- The Washington Times - Thursday, June 26, 2003

The European Union yesterday said it would overhaul its system of farm subsidies, opening a window for trans-Atlantic compromise on a divisive issue that has stalled global trade talks.

Agriculture ministers from the 15-nation European Union took away incentives for farmers to produce more food than consumers want. Surpluses created under the old system are dumped on the world market, lowering prices, angering foreign competitors and hurting producers in poor countries.

“We are saying goodbye to the old subsidy system which significantly distorts international trade and harms developing countries,” EU Farm Commissioner Franz Fischler said in a statement announcing the reform.

Negotiations at the World Trade Organization have been stalled as major trading powers — especially the United States and European Union — have been unable to compromise on formulas to lower trade barriers and boost development in poor countries.

Agriculture is the centerpiece of negotiations and a key to lifting many nations out of poverty.

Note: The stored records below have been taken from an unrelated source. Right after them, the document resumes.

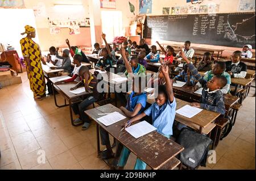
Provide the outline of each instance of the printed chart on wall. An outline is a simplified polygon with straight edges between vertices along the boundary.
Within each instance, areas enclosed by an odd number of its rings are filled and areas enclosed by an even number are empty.
[[[152,0],[139,0],[139,14],[152,13]]]
[[[148,16],[144,37],[161,40],[255,48],[254,12]]]

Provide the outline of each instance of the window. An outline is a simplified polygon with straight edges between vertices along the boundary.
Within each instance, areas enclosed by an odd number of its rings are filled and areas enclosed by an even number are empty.
[[[122,36],[122,14],[121,11],[102,11],[102,32],[106,36],[108,42],[112,42],[114,37]]]

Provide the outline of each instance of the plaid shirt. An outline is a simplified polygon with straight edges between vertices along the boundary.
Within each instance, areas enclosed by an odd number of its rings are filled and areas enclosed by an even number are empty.
[[[207,81],[199,74],[197,70],[192,64],[188,64],[188,67],[191,70],[191,74],[199,81],[203,86],[202,96],[200,100],[200,108],[225,115],[225,108],[223,94],[220,90],[209,92]]]

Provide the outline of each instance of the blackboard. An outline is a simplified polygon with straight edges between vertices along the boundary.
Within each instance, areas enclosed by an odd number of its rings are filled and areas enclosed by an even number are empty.
[[[144,37],[255,48],[255,12],[147,16]]]

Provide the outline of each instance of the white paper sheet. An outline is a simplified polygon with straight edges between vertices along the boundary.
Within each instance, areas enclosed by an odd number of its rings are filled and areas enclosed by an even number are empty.
[[[84,88],[84,87],[82,87],[80,88],[79,88],[77,89],[72,90],[72,91],[69,91],[69,92],[71,92],[71,93],[73,93],[74,94],[79,94],[82,92],[85,92],[85,88]]]
[[[95,70],[95,71],[98,71],[99,73],[100,74],[104,74],[104,73],[106,73],[106,71],[101,71],[100,70]]]
[[[123,116],[119,112],[114,112],[108,115],[98,118],[97,120],[106,127],[108,127],[126,118],[126,117]]]
[[[122,82],[122,81],[125,81],[127,80],[128,79],[126,77],[117,77],[117,78],[113,78],[112,81],[115,81],[115,82]]]
[[[71,77],[69,77],[69,76],[65,77],[63,77],[63,78],[60,78],[59,79],[57,79],[57,81],[63,81],[67,80],[67,79],[69,79],[69,78],[71,78]]]
[[[146,92],[147,92],[147,93],[148,93],[148,92],[153,92],[154,90],[155,90],[155,89],[154,89],[154,88],[152,88],[152,87],[148,87],[148,88],[144,90],[144,91]]]
[[[57,66],[52,64],[52,63],[46,62],[46,65],[47,65],[50,68],[56,68]]]
[[[143,121],[133,125],[132,126],[126,128],[125,130],[134,137],[138,138],[156,130],[156,128],[147,121]]]
[[[199,95],[202,95],[202,91],[203,91],[203,87],[199,89],[199,90],[197,90],[196,91],[195,91],[195,94],[197,94]]]
[[[160,66],[161,65],[161,63],[155,63],[155,64],[154,64],[154,65]]]
[[[183,87],[183,86],[184,85],[185,85],[187,83],[187,82],[183,82],[177,81],[176,81],[176,83],[174,82],[173,86],[175,86],[175,87]]]
[[[189,105],[186,105],[180,109],[176,111],[176,113],[181,115],[181,116],[191,118],[196,116],[199,112],[202,111],[202,109],[198,108],[197,107],[192,107]]]

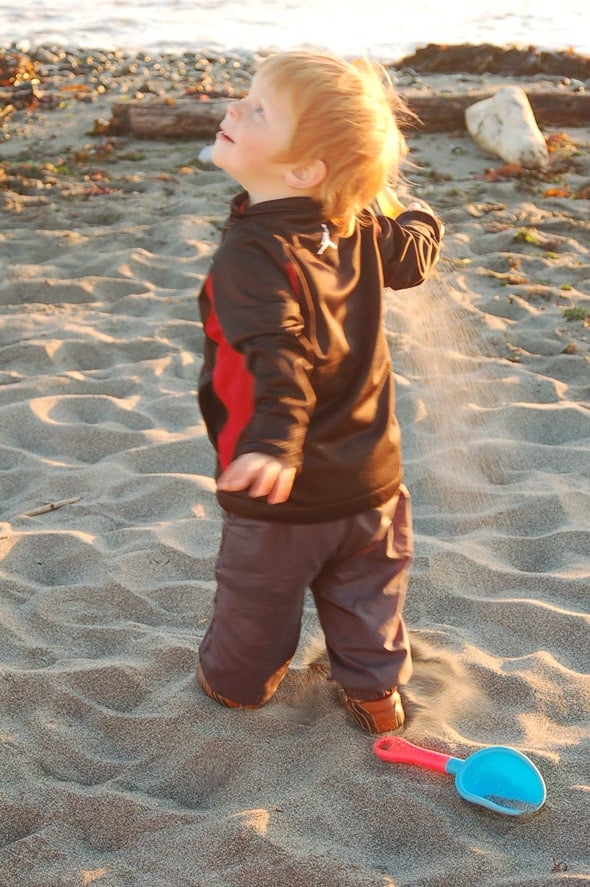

U.S., Australian and other officials have criticized EU farm policy and blamed the European Union for holding up talks at the WTO.

“Today’s decision by the EU to reform its common agricultural policy is a necessary step forward that we hope will provide a useful impetus to the WTO negotiations,” Robert B. Zoellick, the U.S. trade representative, and Ann M. Veneman, agriculture secretary, said in a joint statement.

But U.S. and EU trade officials cautioned that the European farm reform offers hope for an agreement, not a guarantee.

Mr. Zoellick said that the European Union still must translate its farm reform decision into meaningful proposals that would write reduced subsidies and lower tariffs into global trade rules.

“Without new EU agricultural proposals in the WTO, the world cannot fully assess the impact of [EU agricultural] reform,” he said.

Others remained skeptical that the announcement would translate into meaningful change.

“I look forward to examining further what is being presented by the EU as a major restructuring of its agricultural policies. But the devil can be in the details,” said Sen. Charles E. Grassley, chairman of the Finance Committee, which has jurisdiction over trade. The Iowa Republican is a leading Senate voice on farm issues.

European Union officials said they are ready to deal at the WTO but expect the United States and other countries to offer their own compromises, such as a reduction in price supports the U.S. government pays to farmers.

“Unilateral disarmament is not on. The ball is now in the camp of other countries, such as the U.S., whose agricultural policies continue to be highly trade-distorting and have even become increasingly so,” Mr. Fischler said, referring to a six-year, $300 billion U.S. farm bill approved last year.

Pascal Lamy, the EU trade commissioner, yesterday in Washington said that “the farm bill cannot remain untouched in this process.”

The United States last year paid out support equal to 18 percent of farm receipts, about half the European level, according to an Organization for Economic Cooperation and Development report.

Under the reform, EU agriculture and rural development subsidies remain the same at more than $50 billion, almost half of the bloc’s annual budget.

But starting in 2005 farmers will be paid a lump sum to meet environmental, food safety and animal welfare standards.

De-linking the payments from production is designed to allow farmers to gauge supply and demand, helping reduce overproduction and limit the practice of selling on world markets below the cost of production.

WTO agriculture negotiators formally meet again Tuesday.

The next major WTO meeting is scheduled for September. Trade ministers gather in Cancun, Mexico, to get ready for one last push before the current round of talks is supposed to end in 2004.